The breach was only discovered after a thorough study of detailed log protocols by a US authority. You need a subscription called Microsoft Purview Audit (premium) to view these. This is a tool that logs everything that happens in a system in great detail. It costs extra and isn’t included as part of Microsoft’s standard package. If a customer doesn’t want (or can’t afford) this, they’ll be in the dark about it. In short, customers without this subscription wouldn’t have been aware of this data breach.

It’s not just experts who’ve been voicing their criticism; politicians have also joined the outcry. And not without reason. According to a CISA press release, the US government is about to embark on a cloud-based cybersecurity strategy. Incidents like these have torpedoed the plans. As Microsoft has now announced, Purview Audit (premium) will be included in the security package free of charge in future.

Master key stolen and copied

As it now turns out, the incident could have much further-reaching consequences than initially thought. Security company Wiz claims to have identified the Microsoft key the hackers used to snoop on e-mails. This is done using lists of valid signature keys, which are publicly available.

The stolen key wasn’t a copied token. It was actually an OpenID signing key for AAD. Think of it as a kind of master key to Microsoft’s cloud system.

Wiz explains that, according to their findings, the attackers didn’t just have potential access to Exchange Online, hosted by Microsoft, but in fact, to almost all areas of Microsoft’s cloud. In other words, to Office, Teams, Sharepoint and Outlook. But that’s apparently not even all of it. As Wiz goes on to explain, the stolen key could sign any OpenID access token.

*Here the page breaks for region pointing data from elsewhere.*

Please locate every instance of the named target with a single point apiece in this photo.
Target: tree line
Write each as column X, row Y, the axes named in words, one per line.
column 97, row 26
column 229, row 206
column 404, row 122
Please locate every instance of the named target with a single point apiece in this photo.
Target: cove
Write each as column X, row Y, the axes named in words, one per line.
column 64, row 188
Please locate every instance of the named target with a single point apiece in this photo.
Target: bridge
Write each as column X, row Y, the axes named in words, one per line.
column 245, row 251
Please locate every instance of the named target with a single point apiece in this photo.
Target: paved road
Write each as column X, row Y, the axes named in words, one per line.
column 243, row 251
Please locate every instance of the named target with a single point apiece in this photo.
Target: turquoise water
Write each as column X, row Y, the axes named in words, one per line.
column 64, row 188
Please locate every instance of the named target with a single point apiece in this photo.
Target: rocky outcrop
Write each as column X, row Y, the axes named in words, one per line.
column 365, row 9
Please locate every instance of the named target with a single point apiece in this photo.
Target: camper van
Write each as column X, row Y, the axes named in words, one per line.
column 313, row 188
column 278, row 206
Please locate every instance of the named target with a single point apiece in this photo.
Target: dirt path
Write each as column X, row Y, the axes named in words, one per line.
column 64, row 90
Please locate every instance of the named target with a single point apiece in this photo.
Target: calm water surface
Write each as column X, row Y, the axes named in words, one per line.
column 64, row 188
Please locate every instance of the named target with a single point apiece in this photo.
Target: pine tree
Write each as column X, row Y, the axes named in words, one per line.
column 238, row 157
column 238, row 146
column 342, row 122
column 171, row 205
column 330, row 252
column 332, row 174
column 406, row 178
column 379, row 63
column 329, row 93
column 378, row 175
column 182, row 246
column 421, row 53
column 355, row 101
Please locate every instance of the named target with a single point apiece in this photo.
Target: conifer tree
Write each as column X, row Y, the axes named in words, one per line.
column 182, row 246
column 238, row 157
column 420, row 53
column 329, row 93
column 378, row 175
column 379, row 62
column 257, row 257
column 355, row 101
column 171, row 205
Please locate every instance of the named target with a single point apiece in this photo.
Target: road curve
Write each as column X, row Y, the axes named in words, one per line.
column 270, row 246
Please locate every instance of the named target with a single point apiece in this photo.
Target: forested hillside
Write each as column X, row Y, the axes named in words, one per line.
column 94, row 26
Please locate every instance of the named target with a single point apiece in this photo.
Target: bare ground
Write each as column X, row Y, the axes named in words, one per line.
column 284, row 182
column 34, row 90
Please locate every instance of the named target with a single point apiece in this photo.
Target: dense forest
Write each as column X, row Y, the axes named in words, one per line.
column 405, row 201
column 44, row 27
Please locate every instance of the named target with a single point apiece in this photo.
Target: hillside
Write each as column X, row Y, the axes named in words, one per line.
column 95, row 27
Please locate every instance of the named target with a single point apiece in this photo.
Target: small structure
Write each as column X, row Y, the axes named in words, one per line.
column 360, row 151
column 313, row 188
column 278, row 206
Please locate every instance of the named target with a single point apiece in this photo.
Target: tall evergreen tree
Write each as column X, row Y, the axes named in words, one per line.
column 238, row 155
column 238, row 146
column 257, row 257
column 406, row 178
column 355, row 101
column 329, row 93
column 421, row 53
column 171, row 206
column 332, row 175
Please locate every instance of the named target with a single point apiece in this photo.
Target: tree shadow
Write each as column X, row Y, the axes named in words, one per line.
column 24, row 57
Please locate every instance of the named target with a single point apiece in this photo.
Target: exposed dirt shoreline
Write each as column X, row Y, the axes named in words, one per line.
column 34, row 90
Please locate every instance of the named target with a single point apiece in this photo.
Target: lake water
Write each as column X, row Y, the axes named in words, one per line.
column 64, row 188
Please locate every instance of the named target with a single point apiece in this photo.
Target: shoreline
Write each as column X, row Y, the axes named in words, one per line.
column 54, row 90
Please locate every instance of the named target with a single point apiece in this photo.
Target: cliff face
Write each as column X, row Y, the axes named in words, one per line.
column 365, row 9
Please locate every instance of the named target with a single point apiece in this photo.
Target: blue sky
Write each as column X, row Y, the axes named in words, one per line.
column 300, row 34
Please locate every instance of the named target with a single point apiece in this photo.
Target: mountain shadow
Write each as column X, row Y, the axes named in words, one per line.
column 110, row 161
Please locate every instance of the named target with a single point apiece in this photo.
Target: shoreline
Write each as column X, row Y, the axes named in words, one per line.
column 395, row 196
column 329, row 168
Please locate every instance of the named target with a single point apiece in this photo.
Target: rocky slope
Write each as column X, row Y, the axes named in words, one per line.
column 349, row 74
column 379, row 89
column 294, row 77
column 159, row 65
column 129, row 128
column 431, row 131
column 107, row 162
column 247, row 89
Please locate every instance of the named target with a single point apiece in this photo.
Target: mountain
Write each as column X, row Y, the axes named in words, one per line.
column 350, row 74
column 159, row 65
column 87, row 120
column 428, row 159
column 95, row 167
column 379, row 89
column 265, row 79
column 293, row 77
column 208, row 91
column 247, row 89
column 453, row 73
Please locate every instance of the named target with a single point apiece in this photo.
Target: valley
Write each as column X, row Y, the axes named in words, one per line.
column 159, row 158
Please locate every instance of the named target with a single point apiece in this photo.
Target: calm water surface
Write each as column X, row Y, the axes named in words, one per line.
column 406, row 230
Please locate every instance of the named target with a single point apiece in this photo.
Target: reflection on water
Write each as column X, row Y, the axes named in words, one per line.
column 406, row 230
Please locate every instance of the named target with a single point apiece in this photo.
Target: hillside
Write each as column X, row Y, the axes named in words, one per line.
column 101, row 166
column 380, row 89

This in turn would mean that the hackers could theoretically gain access to any cloud app that used Azure Active Directory as its identity validation, irrelevant of the company. It was reported that accounts offering logins with Microsoft would also be affected, such as GitHub.

Microsoft has now blocked the key, meaning hackers shouldn’t have any further access. However, we can’t rule out the idea that the hackers built a backdoor into previously compromised accounts so they no longer need this key.

My personal assessment

Microsoft is yet to confirm the situation described by Wiz. While I have little doubt about Wiz’s assessment, it still remains to be seen whether hackers did indeed exploit these possibilities, and if so, to what extent. To know for sure, we’d first need a review of all Microsoft accounts, including those based on AAD. But how would that work? Either way, the story is a fiasco of epic proportions for Microsoft. What’s more, its strategy of non-communication or barely communicating at all isn’t transparent and, in my opinion, not appropriate. The damage has already been done, so now the company needs to learn some lessons from it. Otherwise, this will erode more trust in Microsoft than before.